Typically, Watha Kollmeyer witnesses a combination of amazement–soon followed by a desire to help— when she tells people that girls in Uganda often remain locked in poverty only because they lack underwear and access to sanitary supplies.
Knickers for New Life (KFNL) is a ministry Kollmeyer founded about a year ago that gives residents of western North Carolina a chance to help girls in Uganda through proceeds from jewelry sales and jewelry-making workshops. All funds raised are used to buy girls in the poor African country the supplies they need to stay in school.
“In just over a year, about 500 people have participated in some way,” Kollmeyer said of KFNL. “I believe it is successful because it is so relatable, so human. One of the most common responses I hear is, ‘I just absolutely never thought about this before.’
“Upon learning that lack of underwear and sanitary supplies stands between a girl and her education, people have responded generously and already the impact is beyond anything I ever thought might happen.”
There are several opportunities to support KFNL through events the organization is presenting at Grace Blue Ridge Church. After services on Nov. 12 and 19, jewelry will be available to purchase. Also, a Big Bead workshop will be held at the church from 9 a.m. to 7 p.m. on Nov. 17 and from 9 a.m. to 2 p.m. on Nov. 18. No registration is needed and the workshop, which has a casual “come and go” format, is open to the public.
A registered nonprofit, KFNL is partnered with HELPS ministries in Asheville. The ministry works with schools in Uganda to raise money for improving the health and hygiene of girls who attend the schools. It costs only $29 to buy underwear, sanitary pads and soap for a girl for one year, according to Kollmeyer.
“Our particular focus is on things that will keep girls in school instead of becoming child brides/teen moms, which is the norm in this area,” she said. “We provide knickers (underwear), sanitary pads, separate latrines for girls and boys, handwashing stations and soap, and a curriculum to teach about puberty for both girls and boys, menstrual hygiene management and proper handwashing techniques.”
Kollmeyer has traveled to Africa several times over the past 16 years. During her travels, she learned that less than 38 percent of girls in Uganda complete grade school, often because they lack underwear and sanitary pads.
“I felt personally challenged to do something for girls who have no options in life, just because they are girls,” she said. “I never wanted to start a nonprofit. I searched long and hard for one addressing the specific needs of under-resourced girls in Western Uganda. When none could be found, I moved forward.”
While in Africa, Kollmeyer was challenged to use her personal talents to help people rather than simply donating money. The beads and jewelry making supplies sitting unused in her closet for the last 10 years immediately came to mind.
Kollmeyer decided bead workshops and jewelry sales were a way to bring people together and to raise awareness about the needs of girls in Uganda.
The bead workshops are multi-day events that feature more than 100,000 quality beads and all the tools needed to make the custom jewelry. Kollmeyer described the workshops as “come and go” events that accommodate various schedules. All the net proceeds from the workshops go to KFNL projects.

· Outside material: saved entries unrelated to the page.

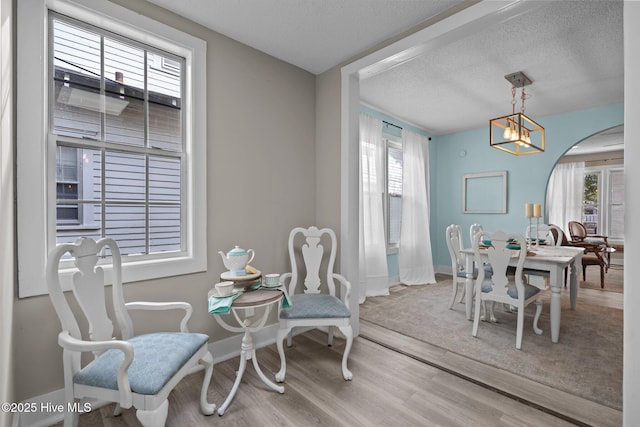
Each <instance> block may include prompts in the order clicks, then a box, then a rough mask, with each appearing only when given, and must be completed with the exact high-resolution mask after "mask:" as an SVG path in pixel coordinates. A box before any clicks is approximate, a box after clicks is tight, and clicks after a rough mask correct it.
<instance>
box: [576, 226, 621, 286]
mask: <svg viewBox="0 0 640 427" xmlns="http://www.w3.org/2000/svg"><path fill="white" fill-rule="evenodd" d="M569 234H570V235H571V241H570V242H569V244H570V245H572V246H580V247H583V248H584V251H585V253H584V255H583V256H582V280H587V278H586V275H587V266H589V265H597V266H599V267H600V287H601V288H604V273H605V272H606V271H607V270H608V268H609V264H608V261H605V259H604V256H605V255H606V256H611V255H610V252H609V249H608V248H609V243H608V241H607V236H601V235H592V234H587V228H586V227H585V226H584V225H583V224H582V223H580V222H578V221H569Z"/></svg>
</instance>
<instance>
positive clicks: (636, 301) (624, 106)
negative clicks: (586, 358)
mask: <svg viewBox="0 0 640 427" xmlns="http://www.w3.org/2000/svg"><path fill="white" fill-rule="evenodd" d="M639 21H640V3H636V2H631V1H626V2H625V3H624V76H625V79H624V109H625V120H624V126H625V128H624V134H625V137H624V140H625V141H624V142H625V144H624V145H625V146H624V151H625V153H624V156H625V163H626V164H627V165H628V167H626V168H625V191H626V195H625V224H624V227H625V240H626V241H627V242H628V244H627V245H625V248H624V263H625V265H628V266H632V265H634V262H635V261H637V260H638V259H640V246H639V245H638V244H637V242H639V241H640V225H639V224H638V221H637V217H636V215H638V214H639V213H640V199H639V198H638V189H637V185H638V182H640V168H638V167H635V166H636V163H637V161H638V160H639V159H640V144H638V140H637V138H635V135H637V134H638V132H640V122H638V117H640V82H639V81H638V77H639V76H640V26H639V25H638V22H639ZM629 166H630V167H629ZM636 282H637V280H636V277H635V269H632V268H626V269H625V270H624V283H626V284H628V285H629V286H625V289H624V373H623V381H622V383H623V392H622V407H623V425H625V426H627V427H632V426H637V425H638V422H639V420H640V405H638V402H640V365H638V361H639V360H640V310H638V305H639V304H640V287H638V286H635V284H636Z"/></svg>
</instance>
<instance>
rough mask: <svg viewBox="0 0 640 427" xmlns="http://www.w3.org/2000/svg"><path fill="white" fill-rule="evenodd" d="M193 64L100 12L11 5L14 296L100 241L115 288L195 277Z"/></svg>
mask: <svg viewBox="0 0 640 427" xmlns="http://www.w3.org/2000/svg"><path fill="white" fill-rule="evenodd" d="M205 61H206V44H205V42H204V41H202V40H199V39H197V38H194V37H192V36H190V35H188V34H185V33H183V32H181V31H178V30H176V29H174V28H171V27H168V26H166V25H164V24H161V23H158V22H156V21H153V20H151V19H148V18H145V17H143V16H140V15H138V14H135V13H133V12H131V11H129V10H128V9H126V8H123V7H120V6H117V5H114V4H111V3H109V2H103V1H102V2H101V1H96V0H89V1H85V2H83V3H82V5H78V4H76V3H73V2H69V1H61V0H24V1H22V0H21V1H20V2H18V97H17V98H18V113H17V119H18V152H17V158H18V164H17V173H18V181H17V182H18V268H19V275H18V280H19V296H20V297H26V296H30V295H38V294H43V293H46V292H47V290H46V284H45V281H44V268H45V265H46V256H47V254H48V252H49V251H50V250H51V249H52V248H53V247H54V246H55V245H56V244H57V243H61V242H68V241H73V240H75V239H76V238H77V237H80V236H89V237H95V238H100V237H111V238H114V239H115V240H116V242H118V245H119V246H120V248H121V251H122V253H123V255H124V257H123V279H124V280H125V281H137V280H146V279H152V278H158V277H166V276H174V275H180V274H187V273H193V272H197V271H204V270H205V269H206V259H207V257H206V200H205V197H206V186H205V183H206V172H205V171H206V164H205V159H206V139H205V138H206V125H205V119H206V99H205V93H206V90H205V88H206V68H205V67H206V62H205ZM196 87H197V90H195V88H196ZM105 264H108V259H107V260H105ZM106 272H107V274H109V270H108V269H106Z"/></svg>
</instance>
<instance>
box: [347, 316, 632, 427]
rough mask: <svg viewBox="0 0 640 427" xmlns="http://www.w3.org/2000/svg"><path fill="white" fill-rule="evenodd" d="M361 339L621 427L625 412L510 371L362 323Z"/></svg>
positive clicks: (574, 412) (600, 423)
mask: <svg viewBox="0 0 640 427" xmlns="http://www.w3.org/2000/svg"><path fill="white" fill-rule="evenodd" d="M360 335H361V338H363V337H364V338H369V339H372V340H374V341H376V342H382V343H385V345H387V346H390V347H394V348H396V349H398V351H401V352H403V353H405V354H407V355H409V356H410V357H415V358H417V359H418V360H423V361H425V363H431V364H433V365H436V366H439V367H441V368H443V369H445V370H446V371H449V372H455V373H456V375H459V376H460V377H463V378H466V379H467V380H469V381H472V382H477V383H479V384H483V385H485V386H487V387H490V388H495V389H496V390H499V391H500V392H501V393H504V394H506V395H509V396H513V397H514V398H518V399H522V400H523V401H526V402H529V403H530V404H532V405H534V406H539V407H542V408H546V409H547V410H549V411H551V412H552V413H553V412H557V413H558V414H562V415H564V416H566V417H568V418H570V419H574V420H576V421H578V422H580V423H583V424H584V425H596V426H611V427H616V426H621V425H622V412H621V411H617V410H615V409H612V408H609V407H608V406H605V405H600V404H598V403H596V402H592V401H590V400H587V399H583V398H580V397H578V396H574V395H572V394H569V393H565V392H562V391H560V390H557V389H554V388H552V387H549V386H546V385H544V384H540V383H537V382H535V381H531V380H528V379H526V378H523V377H521V376H518V375H515V374H512V373H510V372H508V371H505V370H501V369H497V368H494V367H491V366H488V365H486V364H483V363H480V362H477V361H475V360H472V359H469V358H467V357H464V356H460V355H458V354H456V353H453V352H449V351H447V350H444V349H442V348H441V347H437V346H434V345H431V344H428V343H425V342H422V341H419V340H416V339H413V338H411V337H407V336H405V335H401V334H398V333H396V332H393V331H390V330H388V329H385V328H382V327H380V326H378V325H375V324H373V323H370V322H367V321H361V322H360Z"/></svg>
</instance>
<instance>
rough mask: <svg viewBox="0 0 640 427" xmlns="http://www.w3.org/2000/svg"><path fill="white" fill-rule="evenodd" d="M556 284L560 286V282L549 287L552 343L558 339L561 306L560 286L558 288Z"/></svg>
mask: <svg viewBox="0 0 640 427" xmlns="http://www.w3.org/2000/svg"><path fill="white" fill-rule="evenodd" d="M558 283H560V284H562V281H560V282H556V283H553V284H552V285H551V303H550V304H551V307H550V308H549V312H550V314H551V342H554V343H557V342H558V339H559V338H560V315H561V310H560V309H561V306H562V298H561V295H560V291H561V286H558V285H557V284H558Z"/></svg>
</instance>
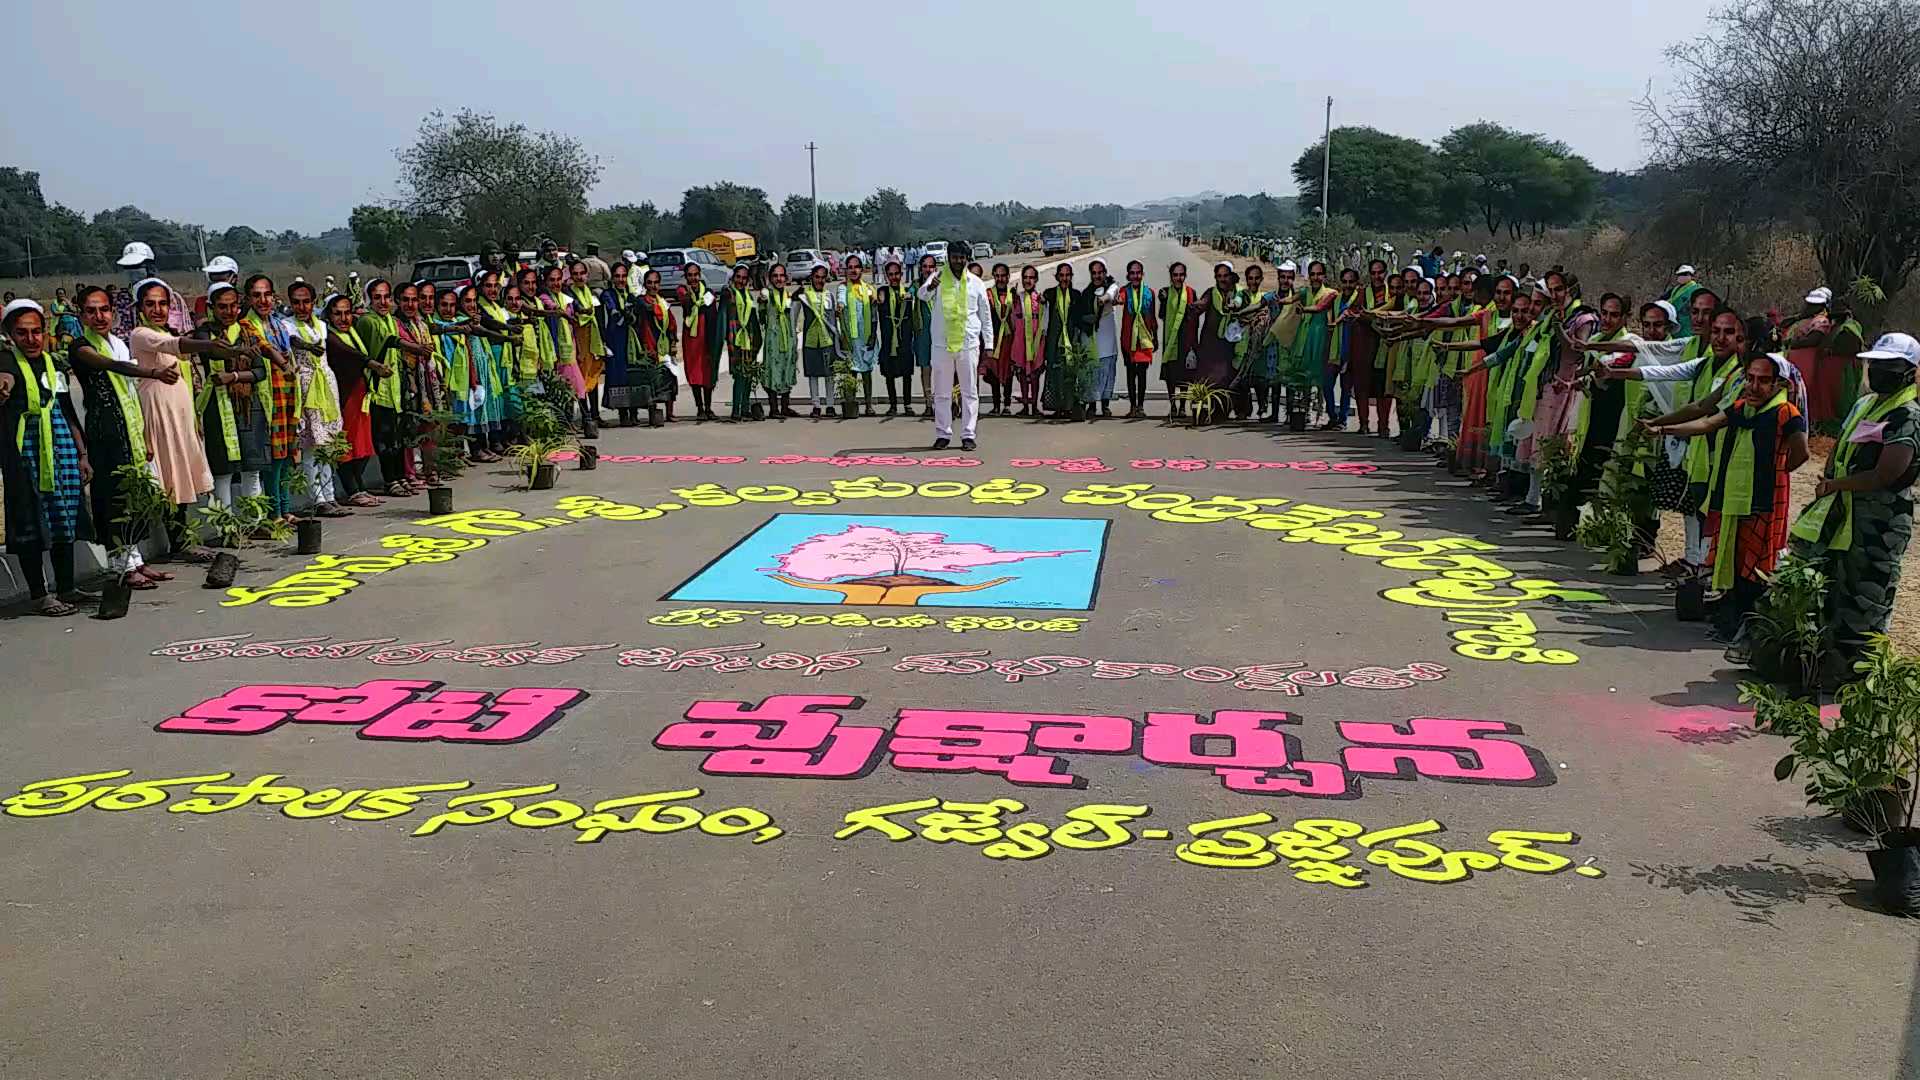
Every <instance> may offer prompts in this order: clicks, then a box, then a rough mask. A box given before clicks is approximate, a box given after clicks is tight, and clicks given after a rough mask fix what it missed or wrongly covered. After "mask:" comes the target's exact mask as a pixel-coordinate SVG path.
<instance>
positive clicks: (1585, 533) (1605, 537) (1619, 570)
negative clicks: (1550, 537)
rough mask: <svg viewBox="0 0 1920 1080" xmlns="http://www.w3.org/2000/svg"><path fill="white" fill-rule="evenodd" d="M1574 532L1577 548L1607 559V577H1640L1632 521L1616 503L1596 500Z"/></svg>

Brandi White, director of women’s discipleship at Grace Blue Ridge, said she fell in love with the KFNL ministry after attending a bead workshop in Asheville. She decided to bring a similar workshop to Grace because KFNL offered a creative approach to addressing such an important need.
White said she was aware of some obstacles facing girls in Uganda, including poverty and early marriage. But it wasn’t until she heard about KFNL that she said she understood the impact a lack of sanitary supplies has on the lives of girls in Africa.
“It had never occurred to me that something we so easily take for granted could mean the difference between staying in school or dropping out for these girls,” White said. “I was drawn to the fact that this issue is one of human dignity, one that all women, religious or not, would want to support.”
She said she expects 40 to 50 women to attend the bead workshop at Grace; there is no charge to attend. According to Kollmeyer, participants simply pay for what they make, which varies from $8 to $45, with most necklaces ranging between $20 and $30.
“It appeals to women of all ages. So, we have everything from preteens to great-grandmas planning to attend,” White said.
KFNL provides assistance to three schools in Uganda. Enrollment, especially among girls, is now up at all the schools where girls are receiving the sanitary supplies they need to attend regularly. Schoolgirls are also learning about their bodies and how to protect themselves from unwanted pregnancy and HIV, said Kollmeyer.
“The KFNL curriculum has been transformative. Students and their teachers now learn true basic anatomy and about the process of puberty,” Kollmeyer added. “Lifting the veil on this has given dignity and confidence to girls who formerly had no information. Hearing stories of the joy and new confidence of these girls is a great reward and motivator.”